Here it is. The day has arrived. It has finally happened. My husband and I have purchased our first home together and we are now new 'home-owners'. The feel of those keys in my hand, the smell of freshly cleaned carpet and newly painted walls sends me in a tizzy from which I do not want to recover anytime soon.

It's true, you don't really appreciate the suburbs unless you've lived in a crazy cramped city like San Francisco. Plenty of free parking space, cleaner air to breathe, actually being able to see a clear blue sky and white wispy clouds.

Don't misunderstand me; I believe San Francisco is one of the best cities in the world. For the rest of my life and no matter where on the globe I might find myself living, I'll proudly tell anyone who asks that I once lived in San Francisco! The reason I put up for so long with issues like parking and the ginormous amounts of rent was only because I couldn't bear the idea of being away from this gorgeous city. Sometimes my husband and I would decide to try new restaurants not because they were well reviewed or the menu seemed appetizing, but because when I looked it up on Google maps and selected 'street view', I would discover they had a parking lot.
I was afraid that once we left, we would never make it back to 'city life'. After almost two and a half years of being here, I still can't look at the skyline without losing my breath for a minute. Stand anywhere in the city and soak in its majestic aura. I guarantee you'll go weak in the knees.
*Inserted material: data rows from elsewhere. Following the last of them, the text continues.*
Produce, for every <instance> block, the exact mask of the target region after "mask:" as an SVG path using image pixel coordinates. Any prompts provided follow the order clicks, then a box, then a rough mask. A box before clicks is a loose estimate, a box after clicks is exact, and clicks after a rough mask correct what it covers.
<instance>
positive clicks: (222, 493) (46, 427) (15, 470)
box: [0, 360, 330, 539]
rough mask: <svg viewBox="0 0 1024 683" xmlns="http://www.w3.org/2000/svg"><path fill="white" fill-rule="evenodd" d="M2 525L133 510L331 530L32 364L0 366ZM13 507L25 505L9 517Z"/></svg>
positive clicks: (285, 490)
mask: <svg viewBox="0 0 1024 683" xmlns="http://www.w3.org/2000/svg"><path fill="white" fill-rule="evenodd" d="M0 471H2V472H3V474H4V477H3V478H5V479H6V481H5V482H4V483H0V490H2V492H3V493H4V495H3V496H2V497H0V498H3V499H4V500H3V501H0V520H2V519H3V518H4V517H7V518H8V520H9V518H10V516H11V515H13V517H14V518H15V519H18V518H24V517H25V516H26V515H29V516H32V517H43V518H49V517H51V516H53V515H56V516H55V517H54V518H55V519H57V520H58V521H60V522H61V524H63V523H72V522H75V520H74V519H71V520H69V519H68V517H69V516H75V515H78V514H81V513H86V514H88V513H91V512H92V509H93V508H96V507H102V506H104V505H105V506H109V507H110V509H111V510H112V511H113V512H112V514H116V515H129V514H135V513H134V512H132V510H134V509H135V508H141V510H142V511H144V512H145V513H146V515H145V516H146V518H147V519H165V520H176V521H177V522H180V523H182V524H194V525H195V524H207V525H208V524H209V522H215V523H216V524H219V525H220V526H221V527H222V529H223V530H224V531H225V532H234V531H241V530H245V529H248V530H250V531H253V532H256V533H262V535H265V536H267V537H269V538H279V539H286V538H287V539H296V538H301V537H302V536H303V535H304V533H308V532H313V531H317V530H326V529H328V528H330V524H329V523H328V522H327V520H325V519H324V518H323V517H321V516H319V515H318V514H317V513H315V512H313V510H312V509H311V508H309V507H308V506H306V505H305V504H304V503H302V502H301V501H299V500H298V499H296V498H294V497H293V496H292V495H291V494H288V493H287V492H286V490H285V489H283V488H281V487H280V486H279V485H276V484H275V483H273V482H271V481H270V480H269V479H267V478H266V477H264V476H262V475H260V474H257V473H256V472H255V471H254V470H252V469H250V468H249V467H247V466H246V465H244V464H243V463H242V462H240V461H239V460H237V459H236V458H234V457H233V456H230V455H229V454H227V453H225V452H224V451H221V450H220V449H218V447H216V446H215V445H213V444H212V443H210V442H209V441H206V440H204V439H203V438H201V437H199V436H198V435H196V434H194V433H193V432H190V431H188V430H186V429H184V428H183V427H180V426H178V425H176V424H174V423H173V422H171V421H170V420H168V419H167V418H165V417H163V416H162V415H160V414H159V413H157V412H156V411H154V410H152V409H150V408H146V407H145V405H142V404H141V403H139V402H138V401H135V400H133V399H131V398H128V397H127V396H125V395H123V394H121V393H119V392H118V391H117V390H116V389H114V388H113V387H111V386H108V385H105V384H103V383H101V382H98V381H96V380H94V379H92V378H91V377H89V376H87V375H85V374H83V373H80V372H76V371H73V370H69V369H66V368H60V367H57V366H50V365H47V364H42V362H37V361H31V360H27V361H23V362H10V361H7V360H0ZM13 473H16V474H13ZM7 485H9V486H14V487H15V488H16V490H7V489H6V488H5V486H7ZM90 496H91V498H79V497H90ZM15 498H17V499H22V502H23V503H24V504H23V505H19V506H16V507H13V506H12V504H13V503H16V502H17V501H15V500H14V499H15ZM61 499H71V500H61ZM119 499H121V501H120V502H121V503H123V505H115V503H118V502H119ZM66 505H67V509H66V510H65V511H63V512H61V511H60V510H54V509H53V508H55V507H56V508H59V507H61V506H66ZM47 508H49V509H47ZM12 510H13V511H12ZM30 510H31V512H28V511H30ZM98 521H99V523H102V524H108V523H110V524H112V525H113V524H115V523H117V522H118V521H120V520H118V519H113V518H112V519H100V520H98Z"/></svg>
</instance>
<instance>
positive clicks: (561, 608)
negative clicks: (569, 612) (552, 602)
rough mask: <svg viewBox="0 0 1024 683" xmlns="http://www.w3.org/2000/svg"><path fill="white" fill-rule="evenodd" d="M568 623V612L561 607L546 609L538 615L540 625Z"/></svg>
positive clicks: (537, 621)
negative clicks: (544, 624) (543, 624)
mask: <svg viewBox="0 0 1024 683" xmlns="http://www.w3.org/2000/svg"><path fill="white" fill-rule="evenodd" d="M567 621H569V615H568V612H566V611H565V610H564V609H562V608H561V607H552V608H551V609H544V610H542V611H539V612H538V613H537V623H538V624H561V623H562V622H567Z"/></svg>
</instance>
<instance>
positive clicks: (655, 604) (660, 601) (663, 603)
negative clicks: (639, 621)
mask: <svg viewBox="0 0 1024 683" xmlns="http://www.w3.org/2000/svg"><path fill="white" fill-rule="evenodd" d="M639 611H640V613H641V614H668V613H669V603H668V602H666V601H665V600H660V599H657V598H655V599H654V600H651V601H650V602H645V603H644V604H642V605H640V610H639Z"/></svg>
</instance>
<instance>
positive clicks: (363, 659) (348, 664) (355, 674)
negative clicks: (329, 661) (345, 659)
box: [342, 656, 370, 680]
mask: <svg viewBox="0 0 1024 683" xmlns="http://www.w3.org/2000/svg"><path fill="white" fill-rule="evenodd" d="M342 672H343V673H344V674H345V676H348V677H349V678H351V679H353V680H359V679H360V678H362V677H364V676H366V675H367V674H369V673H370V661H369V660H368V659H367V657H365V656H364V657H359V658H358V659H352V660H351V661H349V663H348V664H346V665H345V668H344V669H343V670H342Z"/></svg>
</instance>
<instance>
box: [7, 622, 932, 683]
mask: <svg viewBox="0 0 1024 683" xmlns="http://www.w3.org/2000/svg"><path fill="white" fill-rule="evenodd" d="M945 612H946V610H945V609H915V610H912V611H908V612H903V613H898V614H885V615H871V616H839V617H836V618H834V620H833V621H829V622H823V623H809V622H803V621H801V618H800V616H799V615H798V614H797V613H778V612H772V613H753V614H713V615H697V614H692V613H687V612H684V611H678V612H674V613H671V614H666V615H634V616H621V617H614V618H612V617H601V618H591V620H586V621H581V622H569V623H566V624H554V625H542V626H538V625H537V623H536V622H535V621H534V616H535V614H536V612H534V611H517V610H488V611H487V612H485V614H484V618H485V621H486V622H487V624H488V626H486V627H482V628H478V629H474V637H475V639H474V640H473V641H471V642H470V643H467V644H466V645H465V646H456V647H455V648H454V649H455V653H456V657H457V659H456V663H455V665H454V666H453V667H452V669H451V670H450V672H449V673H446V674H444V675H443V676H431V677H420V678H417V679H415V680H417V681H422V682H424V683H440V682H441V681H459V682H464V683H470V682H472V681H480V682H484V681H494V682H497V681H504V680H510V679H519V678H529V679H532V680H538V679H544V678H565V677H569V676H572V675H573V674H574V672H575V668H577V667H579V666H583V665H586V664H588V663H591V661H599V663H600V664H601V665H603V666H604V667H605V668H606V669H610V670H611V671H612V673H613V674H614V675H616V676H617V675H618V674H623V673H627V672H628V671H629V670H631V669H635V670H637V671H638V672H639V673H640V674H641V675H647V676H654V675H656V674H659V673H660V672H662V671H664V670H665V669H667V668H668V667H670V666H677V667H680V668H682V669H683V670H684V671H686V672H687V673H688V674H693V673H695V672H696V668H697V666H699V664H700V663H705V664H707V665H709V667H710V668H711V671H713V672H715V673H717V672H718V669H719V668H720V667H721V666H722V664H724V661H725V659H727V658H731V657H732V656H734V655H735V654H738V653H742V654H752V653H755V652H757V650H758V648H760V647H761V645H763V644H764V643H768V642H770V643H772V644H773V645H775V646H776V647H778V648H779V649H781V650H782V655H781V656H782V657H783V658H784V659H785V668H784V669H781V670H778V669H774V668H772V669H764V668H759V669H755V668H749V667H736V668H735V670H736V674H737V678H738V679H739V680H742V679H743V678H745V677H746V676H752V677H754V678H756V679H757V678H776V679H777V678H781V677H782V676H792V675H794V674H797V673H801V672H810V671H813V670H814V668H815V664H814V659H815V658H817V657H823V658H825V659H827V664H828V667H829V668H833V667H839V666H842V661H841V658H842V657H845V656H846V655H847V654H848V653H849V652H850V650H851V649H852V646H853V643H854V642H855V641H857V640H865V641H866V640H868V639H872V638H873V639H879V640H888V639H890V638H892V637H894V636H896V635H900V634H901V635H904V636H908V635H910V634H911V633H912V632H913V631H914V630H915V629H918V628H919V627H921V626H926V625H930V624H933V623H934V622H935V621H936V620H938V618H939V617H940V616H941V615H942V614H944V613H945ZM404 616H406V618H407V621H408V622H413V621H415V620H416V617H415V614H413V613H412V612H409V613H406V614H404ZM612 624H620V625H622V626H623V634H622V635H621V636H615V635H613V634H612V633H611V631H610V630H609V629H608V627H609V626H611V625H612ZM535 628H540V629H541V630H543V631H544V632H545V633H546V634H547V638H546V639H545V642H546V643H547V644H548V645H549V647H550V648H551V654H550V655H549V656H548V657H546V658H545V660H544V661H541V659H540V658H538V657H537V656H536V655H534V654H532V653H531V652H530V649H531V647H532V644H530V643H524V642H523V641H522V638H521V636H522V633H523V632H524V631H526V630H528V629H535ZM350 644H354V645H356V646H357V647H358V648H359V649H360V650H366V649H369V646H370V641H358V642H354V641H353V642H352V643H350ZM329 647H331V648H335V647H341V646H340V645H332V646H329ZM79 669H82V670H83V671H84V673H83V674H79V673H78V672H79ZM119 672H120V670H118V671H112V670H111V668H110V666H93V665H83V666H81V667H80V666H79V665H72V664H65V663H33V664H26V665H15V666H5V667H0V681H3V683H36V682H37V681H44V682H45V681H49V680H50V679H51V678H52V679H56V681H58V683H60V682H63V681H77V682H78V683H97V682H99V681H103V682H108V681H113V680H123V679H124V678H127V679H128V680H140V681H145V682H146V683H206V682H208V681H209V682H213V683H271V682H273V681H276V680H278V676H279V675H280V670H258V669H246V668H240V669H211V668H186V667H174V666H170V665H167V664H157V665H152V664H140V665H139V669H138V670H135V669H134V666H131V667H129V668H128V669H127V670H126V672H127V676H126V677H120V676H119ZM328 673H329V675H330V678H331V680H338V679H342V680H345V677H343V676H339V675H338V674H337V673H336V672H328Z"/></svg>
I actually thrive on stimulus bordering on chaos, so navigating my fat SUV through the hordes of people trying to make their way to the Caltrain station with wobbly coffee mugs threatening to fall out of their hands actually enthralled me.
My city can be coarse and brutal, but it is strong and proud to be alive.

But I want to drive five miles and have it take only 2 minutes. I want to stop flushing thousands of dollars down the toilet every year in rent and own a home. I want to be able to host my family and friends during occasions or even generally, without having to worry about space and where to put them up.
I really wanted San Francisco to be all these things but maybe part of the process of growing up is realizing the futility of trying to force everything in the city to change to suit my needs. I can't force the homeless to stop trying to wash my windshield every time I stop to fill gas. I can't bargain and bring down the prices of rent. I can't urge more people to use public transport to avoid being stuck for hours in the horror of city traffic.

So here we are; and I take one look at my beautiful home and know that we've made the right decision.